Now that we have a system that works, it would seem it is time to make it stick: make artifact evaluation standard, take it into account for paper acceptance, and make the results public.

So, how do we do that?

Wednesday, July 15, 2015

The Need for Notebooks

In response to Doug Thain's question:
What currently-available tools do you recommend for enabling reproducible scientific computing?  Is there a tool that we ought to have, but do not?

P.S. I am using "reproducibility" as an easy shorthand for re-usability, re-creation, verification, and related tasks that have already seen some discussion.  Please interpret the question broadly.
I think the most important thing we need is an electronic lab notebook that really allows us to go back and understand exactly what we did, repeat it, modify it, record it, etc.  If you accept this, it leads to a number of points:

  1. Why don't more people (including me) do this now?
  2. What tool(s) should we use?
  3. How should this integrate into the publication process (for papers, software, data, etc.)
It's a bit hypocritical for me to write this post, since I've never really been a good notebook user or note taker, whether in classes, meetings, or labs.  And I think this is true of a lot of us.  Part of it is probably making it a matter of habit, and it's hard to break a bad habit or start a new one.  And part of it is the lack of good tools with good interfaces.

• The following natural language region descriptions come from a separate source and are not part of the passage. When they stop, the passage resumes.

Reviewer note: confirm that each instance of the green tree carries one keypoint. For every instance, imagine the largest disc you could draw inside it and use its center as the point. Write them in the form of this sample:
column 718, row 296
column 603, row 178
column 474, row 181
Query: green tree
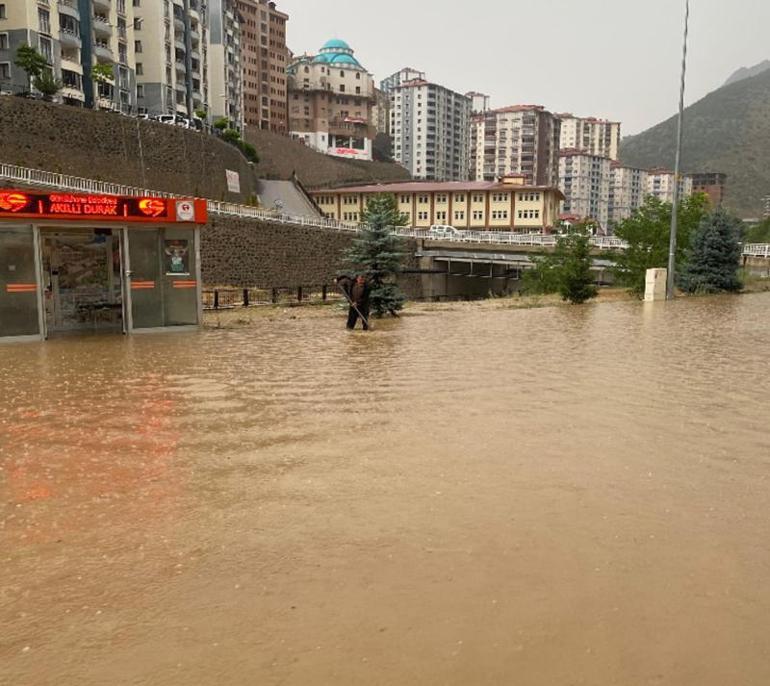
column 715, row 256
column 101, row 74
column 377, row 253
column 647, row 233
column 759, row 233
column 47, row 84
column 31, row 61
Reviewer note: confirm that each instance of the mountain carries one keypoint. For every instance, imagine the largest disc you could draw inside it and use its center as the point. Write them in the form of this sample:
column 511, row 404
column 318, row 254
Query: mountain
column 748, row 72
column 727, row 131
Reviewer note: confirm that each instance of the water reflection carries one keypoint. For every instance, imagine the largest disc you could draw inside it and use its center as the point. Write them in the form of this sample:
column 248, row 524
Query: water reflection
column 477, row 496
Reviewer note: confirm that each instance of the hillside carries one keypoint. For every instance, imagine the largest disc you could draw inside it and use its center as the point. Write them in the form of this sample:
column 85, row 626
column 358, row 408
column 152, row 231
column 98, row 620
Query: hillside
column 727, row 131
column 280, row 156
column 748, row 72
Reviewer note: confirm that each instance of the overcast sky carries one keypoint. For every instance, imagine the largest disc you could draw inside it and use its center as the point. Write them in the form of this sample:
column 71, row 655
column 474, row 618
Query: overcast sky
column 616, row 59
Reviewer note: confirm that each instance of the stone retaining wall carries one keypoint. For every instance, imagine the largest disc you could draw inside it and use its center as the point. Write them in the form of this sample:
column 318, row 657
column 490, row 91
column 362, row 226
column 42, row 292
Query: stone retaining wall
column 249, row 254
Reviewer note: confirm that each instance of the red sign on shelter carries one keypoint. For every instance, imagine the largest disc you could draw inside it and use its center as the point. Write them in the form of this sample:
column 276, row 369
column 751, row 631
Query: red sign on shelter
column 17, row 204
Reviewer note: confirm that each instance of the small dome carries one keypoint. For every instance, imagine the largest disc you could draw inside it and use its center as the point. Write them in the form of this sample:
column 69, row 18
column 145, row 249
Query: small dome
column 335, row 44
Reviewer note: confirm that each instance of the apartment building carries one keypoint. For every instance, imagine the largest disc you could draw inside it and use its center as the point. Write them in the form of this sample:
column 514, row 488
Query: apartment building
column 73, row 36
column 594, row 136
column 522, row 139
column 404, row 75
column 480, row 102
column 712, row 184
column 430, row 126
column 660, row 184
column 331, row 102
column 508, row 205
column 171, row 47
column 628, row 190
column 225, row 69
column 265, row 60
column 585, row 182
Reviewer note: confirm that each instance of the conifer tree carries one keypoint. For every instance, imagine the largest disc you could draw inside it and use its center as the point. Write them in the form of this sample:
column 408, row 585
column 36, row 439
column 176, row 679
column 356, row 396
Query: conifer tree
column 377, row 253
column 715, row 256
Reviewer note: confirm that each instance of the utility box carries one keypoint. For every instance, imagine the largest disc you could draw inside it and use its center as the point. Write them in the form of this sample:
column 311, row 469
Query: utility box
column 655, row 287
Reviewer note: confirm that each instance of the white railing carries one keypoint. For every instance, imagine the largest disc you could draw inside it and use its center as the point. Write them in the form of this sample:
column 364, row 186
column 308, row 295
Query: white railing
column 77, row 184
column 757, row 250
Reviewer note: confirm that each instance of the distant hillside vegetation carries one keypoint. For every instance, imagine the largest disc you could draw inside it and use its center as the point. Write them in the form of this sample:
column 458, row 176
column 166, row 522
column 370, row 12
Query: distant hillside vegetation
column 727, row 131
column 748, row 72
column 280, row 156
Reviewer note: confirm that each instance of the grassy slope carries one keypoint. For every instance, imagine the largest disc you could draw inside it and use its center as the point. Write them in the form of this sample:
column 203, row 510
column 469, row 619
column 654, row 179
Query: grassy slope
column 727, row 131
column 279, row 156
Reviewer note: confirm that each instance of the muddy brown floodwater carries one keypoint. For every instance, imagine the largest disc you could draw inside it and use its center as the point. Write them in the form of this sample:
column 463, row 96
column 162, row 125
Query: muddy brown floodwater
column 537, row 497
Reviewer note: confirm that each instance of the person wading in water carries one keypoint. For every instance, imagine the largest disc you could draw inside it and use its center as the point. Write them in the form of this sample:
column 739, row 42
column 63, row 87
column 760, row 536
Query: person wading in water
column 359, row 303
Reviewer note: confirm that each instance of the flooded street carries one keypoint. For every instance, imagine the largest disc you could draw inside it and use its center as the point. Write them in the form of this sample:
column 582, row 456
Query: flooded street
column 560, row 496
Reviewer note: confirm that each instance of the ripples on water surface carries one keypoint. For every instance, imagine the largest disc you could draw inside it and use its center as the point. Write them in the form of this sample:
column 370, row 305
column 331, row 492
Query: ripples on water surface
column 534, row 497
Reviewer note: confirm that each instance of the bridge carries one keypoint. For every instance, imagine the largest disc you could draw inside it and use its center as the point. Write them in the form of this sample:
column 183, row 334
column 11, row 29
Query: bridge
column 509, row 250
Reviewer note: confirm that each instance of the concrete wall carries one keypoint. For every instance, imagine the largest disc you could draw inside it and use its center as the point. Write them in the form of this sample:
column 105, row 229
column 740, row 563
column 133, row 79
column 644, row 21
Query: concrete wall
column 111, row 147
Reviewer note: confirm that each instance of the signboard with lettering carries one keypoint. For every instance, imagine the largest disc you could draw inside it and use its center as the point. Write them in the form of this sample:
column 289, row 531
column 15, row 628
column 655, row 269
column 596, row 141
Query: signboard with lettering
column 17, row 204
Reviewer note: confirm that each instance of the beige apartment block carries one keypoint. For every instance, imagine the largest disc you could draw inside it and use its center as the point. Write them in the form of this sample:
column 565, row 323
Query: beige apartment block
column 521, row 139
column 73, row 36
column 628, row 189
column 172, row 57
column 332, row 102
column 507, row 205
column 585, row 181
column 593, row 136
column 660, row 184
column 265, row 59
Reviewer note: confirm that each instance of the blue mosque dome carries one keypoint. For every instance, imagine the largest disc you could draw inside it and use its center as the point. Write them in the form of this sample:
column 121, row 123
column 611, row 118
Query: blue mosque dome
column 336, row 52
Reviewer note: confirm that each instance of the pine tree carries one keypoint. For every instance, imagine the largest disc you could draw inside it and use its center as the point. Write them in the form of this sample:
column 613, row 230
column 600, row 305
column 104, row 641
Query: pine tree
column 377, row 253
column 715, row 256
column 31, row 61
column 572, row 262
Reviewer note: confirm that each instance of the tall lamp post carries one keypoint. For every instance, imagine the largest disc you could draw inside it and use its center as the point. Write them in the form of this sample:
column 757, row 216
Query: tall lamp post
column 675, row 208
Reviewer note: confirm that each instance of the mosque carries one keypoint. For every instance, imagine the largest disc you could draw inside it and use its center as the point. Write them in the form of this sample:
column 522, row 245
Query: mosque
column 332, row 102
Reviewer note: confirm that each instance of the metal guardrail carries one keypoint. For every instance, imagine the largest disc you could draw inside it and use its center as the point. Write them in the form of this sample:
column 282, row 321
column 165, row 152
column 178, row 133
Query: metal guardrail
column 757, row 250
column 76, row 184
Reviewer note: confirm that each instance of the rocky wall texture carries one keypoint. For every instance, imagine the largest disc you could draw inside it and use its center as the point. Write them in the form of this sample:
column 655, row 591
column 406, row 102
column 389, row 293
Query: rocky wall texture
column 249, row 254
column 111, row 147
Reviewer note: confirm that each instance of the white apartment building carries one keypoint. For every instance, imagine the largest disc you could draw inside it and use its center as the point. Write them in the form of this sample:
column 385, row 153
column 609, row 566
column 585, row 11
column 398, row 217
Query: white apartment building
column 660, row 184
column 404, row 75
column 594, row 136
column 225, row 62
column 628, row 189
column 171, row 46
column 518, row 140
column 73, row 36
column 430, row 129
column 585, row 181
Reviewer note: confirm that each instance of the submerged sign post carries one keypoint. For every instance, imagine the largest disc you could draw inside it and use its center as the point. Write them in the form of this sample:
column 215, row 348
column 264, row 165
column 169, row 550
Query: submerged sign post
column 113, row 208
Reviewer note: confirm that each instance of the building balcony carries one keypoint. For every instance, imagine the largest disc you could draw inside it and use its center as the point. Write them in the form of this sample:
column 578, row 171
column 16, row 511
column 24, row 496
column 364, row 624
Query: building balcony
column 69, row 8
column 69, row 38
column 102, row 27
column 103, row 52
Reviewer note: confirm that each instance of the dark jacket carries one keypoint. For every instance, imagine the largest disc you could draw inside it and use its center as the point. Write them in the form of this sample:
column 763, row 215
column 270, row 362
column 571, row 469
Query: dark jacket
column 359, row 294
column 344, row 283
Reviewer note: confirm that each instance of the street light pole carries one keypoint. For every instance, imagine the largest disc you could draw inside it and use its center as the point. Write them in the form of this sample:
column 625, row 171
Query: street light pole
column 674, row 210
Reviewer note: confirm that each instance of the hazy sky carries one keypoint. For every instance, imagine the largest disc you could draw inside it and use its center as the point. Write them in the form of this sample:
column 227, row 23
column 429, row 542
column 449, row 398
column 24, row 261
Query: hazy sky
column 617, row 59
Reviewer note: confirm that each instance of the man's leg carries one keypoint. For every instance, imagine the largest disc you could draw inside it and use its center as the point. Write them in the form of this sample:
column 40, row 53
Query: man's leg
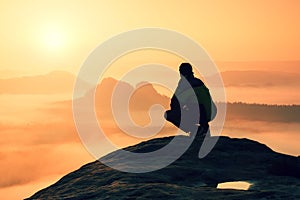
column 174, row 116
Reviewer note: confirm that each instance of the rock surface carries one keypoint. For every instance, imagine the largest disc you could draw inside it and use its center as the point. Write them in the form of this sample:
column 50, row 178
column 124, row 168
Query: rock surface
column 273, row 175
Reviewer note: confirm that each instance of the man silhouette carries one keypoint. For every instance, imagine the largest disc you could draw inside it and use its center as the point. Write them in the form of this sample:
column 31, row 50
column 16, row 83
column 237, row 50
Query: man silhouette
column 191, row 105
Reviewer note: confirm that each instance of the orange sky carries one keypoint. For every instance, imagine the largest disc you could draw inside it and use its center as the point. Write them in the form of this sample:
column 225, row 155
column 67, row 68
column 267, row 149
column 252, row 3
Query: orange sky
column 38, row 37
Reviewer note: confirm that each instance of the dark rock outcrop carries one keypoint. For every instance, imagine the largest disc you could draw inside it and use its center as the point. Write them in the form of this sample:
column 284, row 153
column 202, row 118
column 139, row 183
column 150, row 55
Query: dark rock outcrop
column 273, row 175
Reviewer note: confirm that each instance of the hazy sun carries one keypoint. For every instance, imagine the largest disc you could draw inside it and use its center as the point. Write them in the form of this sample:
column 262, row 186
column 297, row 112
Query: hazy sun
column 54, row 38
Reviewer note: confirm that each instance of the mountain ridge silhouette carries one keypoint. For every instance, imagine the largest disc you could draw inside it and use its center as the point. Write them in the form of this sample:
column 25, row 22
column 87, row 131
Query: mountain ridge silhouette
column 272, row 174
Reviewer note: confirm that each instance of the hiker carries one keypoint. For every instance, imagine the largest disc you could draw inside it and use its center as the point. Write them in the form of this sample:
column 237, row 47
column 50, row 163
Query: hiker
column 191, row 104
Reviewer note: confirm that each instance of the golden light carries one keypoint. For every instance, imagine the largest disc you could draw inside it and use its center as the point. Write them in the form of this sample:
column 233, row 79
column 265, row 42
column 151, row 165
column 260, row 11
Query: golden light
column 54, row 38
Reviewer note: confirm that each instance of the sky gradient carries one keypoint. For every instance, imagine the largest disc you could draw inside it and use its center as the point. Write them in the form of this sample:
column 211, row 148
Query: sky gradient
column 38, row 139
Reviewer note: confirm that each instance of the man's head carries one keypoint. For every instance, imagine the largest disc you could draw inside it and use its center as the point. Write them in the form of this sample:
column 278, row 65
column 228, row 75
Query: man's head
column 186, row 69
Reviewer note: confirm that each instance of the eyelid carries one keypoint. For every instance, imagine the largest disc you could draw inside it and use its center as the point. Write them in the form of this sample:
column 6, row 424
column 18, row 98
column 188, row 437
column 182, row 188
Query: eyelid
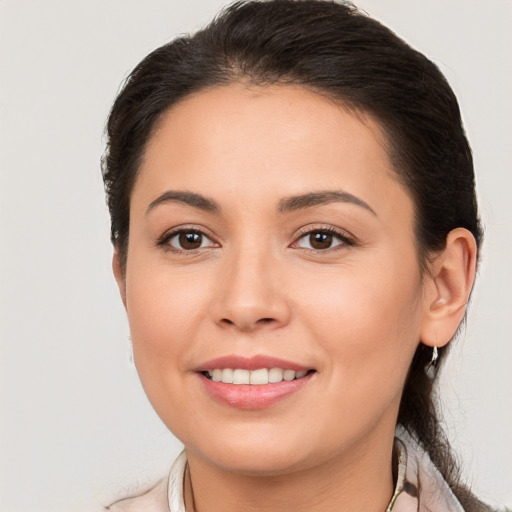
column 346, row 238
column 163, row 240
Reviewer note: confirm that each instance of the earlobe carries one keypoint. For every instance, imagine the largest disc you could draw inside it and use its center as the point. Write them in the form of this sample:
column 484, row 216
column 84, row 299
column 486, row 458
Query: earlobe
column 449, row 286
column 119, row 275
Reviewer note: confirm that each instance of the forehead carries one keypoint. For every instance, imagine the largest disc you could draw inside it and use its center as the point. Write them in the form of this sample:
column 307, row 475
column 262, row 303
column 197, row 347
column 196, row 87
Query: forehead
column 263, row 142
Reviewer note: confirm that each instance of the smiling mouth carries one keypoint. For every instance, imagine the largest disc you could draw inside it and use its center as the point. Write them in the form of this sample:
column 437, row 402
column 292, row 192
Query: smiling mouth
column 259, row 377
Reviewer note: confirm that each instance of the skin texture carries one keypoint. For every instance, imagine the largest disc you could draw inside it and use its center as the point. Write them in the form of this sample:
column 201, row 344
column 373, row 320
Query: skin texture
column 354, row 312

Tools I've seen that I've liked include VizTrails for data exploration and visualization, and Project Jupyter for a lot of other things.  And software version control (e.g., Git) is also part of the answer, most likely.  While these independent tools have their strengths and weaknesses, I don't think they really fit the bill.

I would really like something that's much more integrated into my computer, probably at a runtime or OS layer, that helps me understand all of my work, not just my visualization or coding.

If we did have something that really was more an automated work-tracking notebook, we could use it to help us with publications as well.  For example, in my idea of transitive credit, if we are going to decide what products contributed to a new product, a starting point is the the products we used during the creation of the new product, which could be created by such a notebook.  Or we could track our reading list in the period leading towards a new paper as a starting point for the papers we should reference.

And, this potentially leads us beyond the PDF on the path towards executable papers, which would be a key step towards reproducible science in the large.

(Note: this is crossposted to https://danielskatzblog.wordpress.com/2015/07/15/the-need-for-notebooks/)

Disclaimer: Some work by the author was supported by the National Science Foundation (NSF) while working at the Foundation; any opinion, finding, and conclusions or recommendations expressed in this material are those of the author and do not necessarily reflect the views of the NSF.

Monday, June 29, 2015

Q: Tools for Reproducible Computing?

Thank you to all of the panelists for your introductions and initial comments.  In my first posting, I suggested that we need better tools, better habits, better repositories, and higher expectations in order to achieve reproducibility.  That seems like a useful way to structure the next few questions, so I will start with tools:

What currently-available tools do you recommend for enabling reproducible scientific computing?  Is there a tool that we ought to have, but do not?

P.S. I am using "reproducibility" as an easy shorthand for re-usability, re-creation, verification, and related tasks that have already seen some discussion.  Please interpret the question broadly.